Crude
oil and gas naturally escape from the seabed in many places known as
"seeps." There, these hydrocarbons move up from source rocks through
fractures and sediments towards the surface, where they leak out of the ground
and sustain a diversity of densely populated habitats in the dark ocean. A
large part of the hydrocarbons, primarily alkanes, is already degraded before
it reaches the sediment surface. Even deep down in the sediment, where no
oxygen exists, it provides an important energy source for subsurface
microorganisms, amongst them some of the so-called archaea.
Splitting
oil into methane and carbon dioxide
This microbe, an archaeon
named Methanoliparia, transforms the
hydrocarbons by a process called alkane disproportionation: It splits the oil
into methane (CH4) and carbon dioxide (CO2). Previously, this transformation
was thought to require a complex partnership between two kinds of organisms,
archaea and bacteria. Here the team from Max Planck Institute for Marine
Microbiology and MARUM presents evidence for a different solution.
During
a cruise in the Gulf of Mexico, the scientists collected sediment samples from
the Chapopote Knoll, an oil and gas seep, 3000 m deep in the ocean.

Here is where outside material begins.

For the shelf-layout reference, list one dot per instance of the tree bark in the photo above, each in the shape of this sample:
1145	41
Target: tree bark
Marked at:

Back in the
lab in Bremen, they carried out genomic analyses that revealed that
Methanoliparia is equipped with novel enzymes to use the quite unreactive oil
without having oxygen at hand.
With
the combined enzymatic tools of both relatives, Methanoliparia activates and
degrades the oil but forms methane as final product. Moreover, the
visualization of the organisms supports the proposed mechanism: Microscopy
shows that Methanoliparia cells attach to oil droplets.
Methanogenic
microorganisms have been important for the earth's climate through time as
their metabolic product, methane, is an important greenhouse gas that is 25
times more potent than carbon dioxide.